Introduction to Machine Learning + Algorithms

Machine learning algorithms attempt to dig out the hidden laws from a large amount of historical data and use them for regression (prediction) or classification. In a broad sense, machine learning is a method that can give machine learning capabilities so that it can perform functions that cannot be accomplished by direct programming; but in a practical sense, machine learning is a method that uses data to train models. , and then use a method of model prediction.

1. Classification of machine learning

According to learning theory, machine learning models can be divided into supervised learning, semi-supervised learning, unsupervised learning, transfer learning and reinforcement learning:

Supervised learning is training samples with labels, which are divided into two parts: regression and classification;

Semi-supervised learning is that the training samples are partially labeled and partially unlabeled;

Unsupervised learning is training samples without labels;

Migration learning is to migrate the trained model parameters to the new model to help the new model training;

Reinforcement learning is a learning optimal strategy, which allows the ontology (agent) to act according to the current state in a specific environment, so as to obtain the maximum reward. The biggest difference between reinforcement learning and supervised learning is that each decision of reinforcement learning is not right or wrong, but hopes to get the most cumulative rewards.

2. Introduction to Machine Learning Algorithms

1. Regression algorithm

Regression algorithms include linear regression and logistic regression.

The general idea of ​​linear regression is how to fit a straight line that best fits all of our data? Generally, the "least square method" is used to solve the problem, and the least square method transforms the optimal problem into the problem of finding the extreme value of the function. In mathematics, we generally use the method of finding the derivative to be 0, but this method is not suitable for computers, and may not be solved, or the calculation may be too large. Therefore, the "gradient descent method" and "Newton method" are proposed to deal with the problem of solving the extreme value of the function.

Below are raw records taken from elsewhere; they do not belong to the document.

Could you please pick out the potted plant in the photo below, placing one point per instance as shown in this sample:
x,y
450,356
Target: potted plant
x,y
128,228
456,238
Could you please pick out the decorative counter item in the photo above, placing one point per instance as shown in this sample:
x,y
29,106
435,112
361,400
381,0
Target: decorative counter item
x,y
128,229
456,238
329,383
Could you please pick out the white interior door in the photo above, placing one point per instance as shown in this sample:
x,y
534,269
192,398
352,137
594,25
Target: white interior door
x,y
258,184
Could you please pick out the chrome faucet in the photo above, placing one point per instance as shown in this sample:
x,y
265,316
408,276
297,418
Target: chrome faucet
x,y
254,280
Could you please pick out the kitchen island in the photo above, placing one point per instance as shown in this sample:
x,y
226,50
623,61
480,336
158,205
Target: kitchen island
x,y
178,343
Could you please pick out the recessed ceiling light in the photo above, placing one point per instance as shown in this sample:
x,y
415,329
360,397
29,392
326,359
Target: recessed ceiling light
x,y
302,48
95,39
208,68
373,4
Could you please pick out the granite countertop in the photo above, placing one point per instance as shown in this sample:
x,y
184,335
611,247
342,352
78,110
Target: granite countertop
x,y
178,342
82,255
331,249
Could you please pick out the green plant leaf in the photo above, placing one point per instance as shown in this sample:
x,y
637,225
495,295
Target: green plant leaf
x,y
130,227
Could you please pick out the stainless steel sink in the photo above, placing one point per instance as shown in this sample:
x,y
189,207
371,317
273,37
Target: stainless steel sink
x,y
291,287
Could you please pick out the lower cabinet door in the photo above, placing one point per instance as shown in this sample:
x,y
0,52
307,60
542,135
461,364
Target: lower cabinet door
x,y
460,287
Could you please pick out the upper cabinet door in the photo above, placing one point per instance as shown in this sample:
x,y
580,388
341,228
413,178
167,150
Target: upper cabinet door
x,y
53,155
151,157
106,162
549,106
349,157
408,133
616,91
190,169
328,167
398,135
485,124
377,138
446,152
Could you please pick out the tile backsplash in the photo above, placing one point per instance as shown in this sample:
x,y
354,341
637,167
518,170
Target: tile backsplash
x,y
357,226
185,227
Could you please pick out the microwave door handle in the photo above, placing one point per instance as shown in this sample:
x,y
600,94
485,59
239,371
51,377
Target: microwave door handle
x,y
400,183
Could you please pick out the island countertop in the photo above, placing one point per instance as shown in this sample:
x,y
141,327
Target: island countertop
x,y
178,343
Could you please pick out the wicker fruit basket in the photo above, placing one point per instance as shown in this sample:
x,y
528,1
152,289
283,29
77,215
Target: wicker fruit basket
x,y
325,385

Logistic regression is similar to linear regression, but linear regression deals with numerical problems, that is, the final predicted result is a number; while logistic regression belongs to a classification algorithm, that is, the predicted result of logistic regression is a discrete classification, such as judging this letter Whether the message is spam, whether the user will click on the ad, etc.

2. SVM (Support Vector Machine)

SVM is a supervised learning algorithm.

In a sense, SVM is an enhancement of the logistic regression algorithm.

SVM can be divided into linear support vector machine and nonlinear support vector machine. Linear support vector machines are used to solve linear problems, and nonlinear support vector machines are used to solve nonlinear classification problems. Kernel techniques (kernel functions) are required. "Kernel" is actually a special function, the most typical feature It is possible to map a low-dimensional space to a high-dimensional space.

Advantages of SVM: not easy to overfit

Disadvantages of SVM: large amount of calculation

3. Decision tree

Decision trees are supervised learning algorithms.

A decision tree is a basic classification and regression problem. In a classification problem, a decision tree can be considered as an if-then rule. The decision tree is composed of nodes and directed edges, and the nodes are further divided into internal nodes and leaf nodes.

Decision tree learning algorithm includes feature selection, generation of decision tree (using ID3, C4.5 algorithm), pruning of decision tree (using classification and regression tree CART algorithm).

  • Feature selection determines which feature is used to divide the feature space, and selects features that have the ability to classify training data to improve the learning ability of the decision tree.
  • The generation of the decision tree is by calculating the information gain, starting from the root node, and recursively generating the decision tree from the root node.
  • The pruning of the decision tree is due to the overfitting problem of the generated decision tree, which needs to be pruned to simplify the decision tree.

Advantages of decision trees: strong interpretability and visualization.

Disadvantages of decision trees: easy to overfit (avoid overfitting by pruning), difficult to tune, and low accuracy.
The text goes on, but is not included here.